Meshulam did not give up. Filled with the great deed for which he was preparing himself, he went around with a pregnant expression. The villagers knew that look well from their cows and their wives but failed to recognise it on a face with a beard, misinterpreting it as grief.

The product of his father’s obstinacy and his mother’s shamelessness, Meshulam was now abetted by these two qualities. He hired Uzi Rilov to give his land a good ploughing, borrowed the village’s chain mower and heavy harrow, and uprooted the rank carpet of wild carrot, mignonette, and yellowweed from his property.

The last carnivorous mice, snakes, centipedes, and ichneumons fled in panic from the land that had been their home ever since Mandolin Tsirkin’s last illness. The green John Deere tractor crushed the burrows of the voles, splattered the eggs of the lizards, and bared the angry mole crickets to the depredations of the sun. Uzi piled all the weeds in a big heap at the field’s far end, and Meshulam set them on fire and stared at them, mesmerised by the tidings of the great, all-purifying flames.

‘So Meshulam’s decided to be a farmer at last,’ said the farmers to each other at their evening meetings by the dairy. They would have been happy to give him advice, because he knew absolutely nothing about agricultural equipment except for the ancient Kirchner and Zirle mouldboards pictured in 1920s farming journals, but Meshulam was not looking for help. On his own initiative he had the district digger build a five-foot wall of earth around his land, the purpose of which, he explained to his startled neighbours, was to plant an experimental rice paddy.

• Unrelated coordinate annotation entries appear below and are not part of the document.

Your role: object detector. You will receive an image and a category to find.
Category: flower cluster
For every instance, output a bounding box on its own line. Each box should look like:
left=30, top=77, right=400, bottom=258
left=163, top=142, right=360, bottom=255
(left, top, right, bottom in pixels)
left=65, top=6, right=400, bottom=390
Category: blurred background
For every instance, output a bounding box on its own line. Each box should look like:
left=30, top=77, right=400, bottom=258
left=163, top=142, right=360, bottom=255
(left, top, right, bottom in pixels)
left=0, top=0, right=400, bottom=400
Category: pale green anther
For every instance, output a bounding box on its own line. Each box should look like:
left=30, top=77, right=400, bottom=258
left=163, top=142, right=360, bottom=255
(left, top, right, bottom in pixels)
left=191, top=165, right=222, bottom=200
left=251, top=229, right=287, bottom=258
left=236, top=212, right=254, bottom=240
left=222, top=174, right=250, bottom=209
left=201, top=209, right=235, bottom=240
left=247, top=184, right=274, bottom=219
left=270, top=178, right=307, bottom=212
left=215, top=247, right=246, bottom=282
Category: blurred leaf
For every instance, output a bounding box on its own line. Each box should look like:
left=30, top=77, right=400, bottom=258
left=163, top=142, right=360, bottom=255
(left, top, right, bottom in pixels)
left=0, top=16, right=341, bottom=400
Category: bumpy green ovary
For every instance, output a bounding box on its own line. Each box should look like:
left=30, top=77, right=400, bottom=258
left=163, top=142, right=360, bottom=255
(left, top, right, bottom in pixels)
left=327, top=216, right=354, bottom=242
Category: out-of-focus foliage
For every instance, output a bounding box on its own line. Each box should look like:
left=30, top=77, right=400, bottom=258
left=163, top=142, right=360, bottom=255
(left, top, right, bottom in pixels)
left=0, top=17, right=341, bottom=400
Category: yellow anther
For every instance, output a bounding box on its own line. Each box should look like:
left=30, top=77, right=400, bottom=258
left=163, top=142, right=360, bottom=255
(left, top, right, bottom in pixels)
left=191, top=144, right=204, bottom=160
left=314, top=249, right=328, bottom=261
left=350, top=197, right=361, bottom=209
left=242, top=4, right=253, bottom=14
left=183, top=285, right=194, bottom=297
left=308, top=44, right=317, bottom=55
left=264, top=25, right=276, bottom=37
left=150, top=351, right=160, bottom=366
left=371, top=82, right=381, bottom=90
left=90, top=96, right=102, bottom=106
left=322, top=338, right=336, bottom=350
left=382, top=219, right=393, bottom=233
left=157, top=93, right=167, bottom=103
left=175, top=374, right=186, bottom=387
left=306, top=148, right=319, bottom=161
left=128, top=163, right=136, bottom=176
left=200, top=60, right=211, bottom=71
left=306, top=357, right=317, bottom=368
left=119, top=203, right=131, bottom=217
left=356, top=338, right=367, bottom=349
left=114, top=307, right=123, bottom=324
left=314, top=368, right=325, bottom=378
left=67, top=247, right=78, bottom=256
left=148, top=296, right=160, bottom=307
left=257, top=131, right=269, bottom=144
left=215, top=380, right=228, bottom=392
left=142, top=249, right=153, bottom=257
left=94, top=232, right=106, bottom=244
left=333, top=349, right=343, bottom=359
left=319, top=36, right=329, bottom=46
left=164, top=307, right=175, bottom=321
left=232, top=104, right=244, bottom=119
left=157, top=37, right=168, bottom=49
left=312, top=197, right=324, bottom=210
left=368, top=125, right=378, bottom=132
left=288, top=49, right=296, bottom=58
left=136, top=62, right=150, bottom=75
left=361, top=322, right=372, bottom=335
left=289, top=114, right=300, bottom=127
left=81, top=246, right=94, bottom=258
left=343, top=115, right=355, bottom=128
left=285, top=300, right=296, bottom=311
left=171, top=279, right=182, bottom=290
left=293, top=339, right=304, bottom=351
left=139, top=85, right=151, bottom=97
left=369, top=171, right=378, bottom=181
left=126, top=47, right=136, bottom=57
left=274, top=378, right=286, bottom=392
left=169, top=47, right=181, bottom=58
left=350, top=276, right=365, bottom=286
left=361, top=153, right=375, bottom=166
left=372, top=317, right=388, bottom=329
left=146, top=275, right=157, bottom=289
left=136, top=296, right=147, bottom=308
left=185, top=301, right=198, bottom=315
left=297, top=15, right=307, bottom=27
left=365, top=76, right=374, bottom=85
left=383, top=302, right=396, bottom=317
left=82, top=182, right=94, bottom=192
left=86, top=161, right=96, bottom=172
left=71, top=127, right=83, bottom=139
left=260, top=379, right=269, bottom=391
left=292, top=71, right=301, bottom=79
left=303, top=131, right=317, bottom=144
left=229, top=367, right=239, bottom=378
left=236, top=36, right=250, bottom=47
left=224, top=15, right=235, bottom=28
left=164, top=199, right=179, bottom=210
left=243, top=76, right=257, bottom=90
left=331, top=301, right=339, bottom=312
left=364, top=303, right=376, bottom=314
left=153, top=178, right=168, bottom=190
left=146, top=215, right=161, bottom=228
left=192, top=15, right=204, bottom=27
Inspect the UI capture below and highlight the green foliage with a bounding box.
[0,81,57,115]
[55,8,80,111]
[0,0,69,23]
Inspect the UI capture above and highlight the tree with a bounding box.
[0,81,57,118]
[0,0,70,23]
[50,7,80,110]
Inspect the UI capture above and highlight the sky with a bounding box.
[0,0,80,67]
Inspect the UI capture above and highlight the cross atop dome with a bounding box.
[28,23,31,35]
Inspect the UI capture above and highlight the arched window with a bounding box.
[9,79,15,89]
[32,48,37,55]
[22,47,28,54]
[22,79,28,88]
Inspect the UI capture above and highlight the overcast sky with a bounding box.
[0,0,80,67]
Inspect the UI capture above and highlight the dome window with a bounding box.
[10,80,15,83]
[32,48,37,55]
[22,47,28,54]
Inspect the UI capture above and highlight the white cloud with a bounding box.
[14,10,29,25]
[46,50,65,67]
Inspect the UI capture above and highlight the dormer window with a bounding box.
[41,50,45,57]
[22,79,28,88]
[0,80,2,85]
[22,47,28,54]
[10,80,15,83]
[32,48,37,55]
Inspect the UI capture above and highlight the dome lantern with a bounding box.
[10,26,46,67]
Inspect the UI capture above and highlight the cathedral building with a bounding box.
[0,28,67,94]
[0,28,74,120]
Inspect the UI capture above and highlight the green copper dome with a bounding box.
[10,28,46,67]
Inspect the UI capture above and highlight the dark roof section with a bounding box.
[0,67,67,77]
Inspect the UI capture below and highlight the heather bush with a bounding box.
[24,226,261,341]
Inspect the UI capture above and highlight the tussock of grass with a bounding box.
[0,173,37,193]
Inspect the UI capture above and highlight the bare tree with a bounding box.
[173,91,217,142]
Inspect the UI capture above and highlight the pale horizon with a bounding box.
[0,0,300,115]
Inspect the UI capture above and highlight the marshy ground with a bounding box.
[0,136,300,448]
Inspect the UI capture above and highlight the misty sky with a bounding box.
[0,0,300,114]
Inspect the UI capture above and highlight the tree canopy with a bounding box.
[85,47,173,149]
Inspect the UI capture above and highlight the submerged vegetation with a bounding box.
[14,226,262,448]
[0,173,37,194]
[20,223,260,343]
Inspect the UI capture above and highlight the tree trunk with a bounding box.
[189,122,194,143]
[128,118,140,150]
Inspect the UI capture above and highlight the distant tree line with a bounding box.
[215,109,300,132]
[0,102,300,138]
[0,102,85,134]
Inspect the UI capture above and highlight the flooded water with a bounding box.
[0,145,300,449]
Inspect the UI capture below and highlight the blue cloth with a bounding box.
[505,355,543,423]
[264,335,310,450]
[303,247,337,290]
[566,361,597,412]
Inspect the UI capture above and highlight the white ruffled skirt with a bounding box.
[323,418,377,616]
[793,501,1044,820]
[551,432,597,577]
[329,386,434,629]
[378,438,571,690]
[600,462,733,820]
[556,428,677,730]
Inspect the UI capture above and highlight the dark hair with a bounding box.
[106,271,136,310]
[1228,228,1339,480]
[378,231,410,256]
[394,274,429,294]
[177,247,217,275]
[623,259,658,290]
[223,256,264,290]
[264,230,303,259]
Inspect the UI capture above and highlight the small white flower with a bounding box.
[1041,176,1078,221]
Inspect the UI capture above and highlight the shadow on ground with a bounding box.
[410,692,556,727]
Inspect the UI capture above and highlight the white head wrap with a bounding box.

‘Rice,’ he announced, ‘is an important and nourishing food whose cultivation had been neglected in this country.’

By now, however, no one believed a word he said. It was obvious to everyone that behind his white beard and show of ploughmanship and filial bereavement, Meshulam had swamps on the brain. It was decided to discuss the matter at the next general meeting, where it would share the agenda with new contracts for the fodder dealers, the acquisition of some old railway track for the construction of additional cowsheds, and also, I was extremely happy to hear, the request of my cousin Uri to visit the village.

   

He had now been in exile for several years, and tempers had cooled. Bearing a quiet halo of proud reconciliation and new
ideas from the city, Ya’akovi’s wife had returned long ago, and when Uri wrote to ask the Committee’s permission to come home for the autumn holidays, I was sure his petition would be granted.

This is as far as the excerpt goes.